Wilkins was upset to learn that the female “assistant,” who he had expected would be working for him, was instead a formidable researcher in her own right. In this tense atmosphere, Franklin continued working to refine her X-ray images, using finer DNA fibers and arranging them differently for her chromatography, but she began to fear she had made a mistake in leaving Paris. Wilkins, also uncomfortable, began to spend more time at nearby Cavendish Laboratory with his friend Francis Crick. Crick and his partner, James Watson, were working on a model-based approach to trying to discover the structure of the DNA molecule.

Around this time, Franklin and Gosling made a startling discovery. There were two forms of DNA shown in the X-ray images, a dry “A” form and a wetter “B” form. Because each X-ray chromatograph had to be exposed for over 100 hours to form an image, and the drier “A” form seemed likelier to produce images in more detail, Franklin set aside the “B” form to study later. She noted that the “B” form images appeared to show a definite helical structure and that there were two clear strands visible in the image she labeled Photo 51 before she filed it away.

Around this time, Franklin attended a conference given at Cavendish to observe an early DNA model being proposed by Watson and Crick. She was quite critical of their work, feeling that they were basing their model solely on conjecture whereas her own work was based on solid evidence.

Her treatment of his friends widened the gap between her and Wilkins, leading to an even more strained relationship at King’s College. Franklin was so unhappy that people in the lab began to talk behind her back calling her the “Dark Lady.” In 1953, she decided to move to Birkbeck College to escape King’s. Somehow, during the move, Wilkins came to be in possession of Franklin’s notes and the files containing Photo 51. Wilkins removed the photo from her records without her knowledge or permission and took it to show his friends at Cavendish. [Related: 'Lost' Letters Reveal Twists in Discovery of Double Helix]

“My mouth fell open and my pulse began to race,” wrote Watson in his famous book, "The Double Helix." It was the one bit of information that he and Crick needed to complete an accurate model of the structure of DNA. Photo 51 was proof that DNA’s helical structure had two strands attached in the middle by the phosphate bases. They hurried to publish their findings in the journal Nature. The same issue of the journal published much shorter articles by Wilkins and Franklin, but placed them after the longer article by James Watson, seeming to imply that their work merely served to confirm the important discovery made by Watson and Crick rather than being integral to it.

Franklin, meanwhile, had moved on to Birkbeck. Part of the arrangement that allowed her to leave King’s was that she would not pursue any research on DNA, so she turned her talents to studying virus particles. Between 1953 and 1958, she made important discoveries about the tobacco mosaic virus and polio. The work done by Franklin and the other scientists at Birkbeck during this time laid the foundation of modern virology.

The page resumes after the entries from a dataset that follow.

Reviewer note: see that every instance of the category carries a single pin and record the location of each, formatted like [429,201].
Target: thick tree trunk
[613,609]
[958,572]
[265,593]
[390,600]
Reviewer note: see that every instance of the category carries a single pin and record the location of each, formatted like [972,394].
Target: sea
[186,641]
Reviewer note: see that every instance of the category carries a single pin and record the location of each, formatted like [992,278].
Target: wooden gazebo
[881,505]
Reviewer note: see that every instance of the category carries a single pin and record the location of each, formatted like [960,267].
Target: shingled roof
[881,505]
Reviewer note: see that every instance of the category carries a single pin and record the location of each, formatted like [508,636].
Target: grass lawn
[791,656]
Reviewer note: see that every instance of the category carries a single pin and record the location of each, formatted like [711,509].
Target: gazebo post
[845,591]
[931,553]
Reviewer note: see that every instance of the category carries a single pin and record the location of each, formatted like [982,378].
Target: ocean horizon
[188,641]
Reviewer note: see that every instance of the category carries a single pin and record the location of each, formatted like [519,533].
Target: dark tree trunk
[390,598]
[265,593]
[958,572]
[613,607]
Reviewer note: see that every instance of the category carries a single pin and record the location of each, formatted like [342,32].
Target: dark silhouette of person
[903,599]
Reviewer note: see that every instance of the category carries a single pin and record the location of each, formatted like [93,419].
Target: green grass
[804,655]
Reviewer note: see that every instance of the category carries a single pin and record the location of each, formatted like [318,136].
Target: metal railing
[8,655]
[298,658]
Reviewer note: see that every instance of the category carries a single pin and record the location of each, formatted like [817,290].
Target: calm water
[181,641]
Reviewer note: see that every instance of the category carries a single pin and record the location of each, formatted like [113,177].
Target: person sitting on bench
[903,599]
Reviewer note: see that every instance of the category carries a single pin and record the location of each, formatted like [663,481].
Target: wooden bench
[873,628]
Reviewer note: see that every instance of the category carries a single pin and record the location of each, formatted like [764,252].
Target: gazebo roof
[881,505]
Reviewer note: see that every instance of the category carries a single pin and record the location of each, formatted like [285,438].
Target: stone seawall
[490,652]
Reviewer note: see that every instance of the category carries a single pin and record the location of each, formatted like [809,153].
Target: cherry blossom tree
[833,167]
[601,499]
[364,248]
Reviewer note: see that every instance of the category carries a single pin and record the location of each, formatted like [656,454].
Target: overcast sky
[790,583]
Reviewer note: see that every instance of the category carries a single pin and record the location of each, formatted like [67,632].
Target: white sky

Franklin died on April 16, 1958, of ovarian cancer, possibly caused by her extensive exposure to radiation while doing X-ray crystallography work. Because the Nobel Prize can only be shared among three living scientists, Franklin’s work was barely mentioned when it was awarded to Watson, Crick and Wilkins in 1962. By the time "The Double Helix" was written in 1968, Franklin was portrayed almost as a villain in the book. Watson describes her as a “belligerent, emotional woman unable to interpret her own data.”

It is only in the past decade that Franklin’s contribution has been acknowledged and honored. Today there are many new facilities, scholarships and research grants especially those for women, being named in her honor.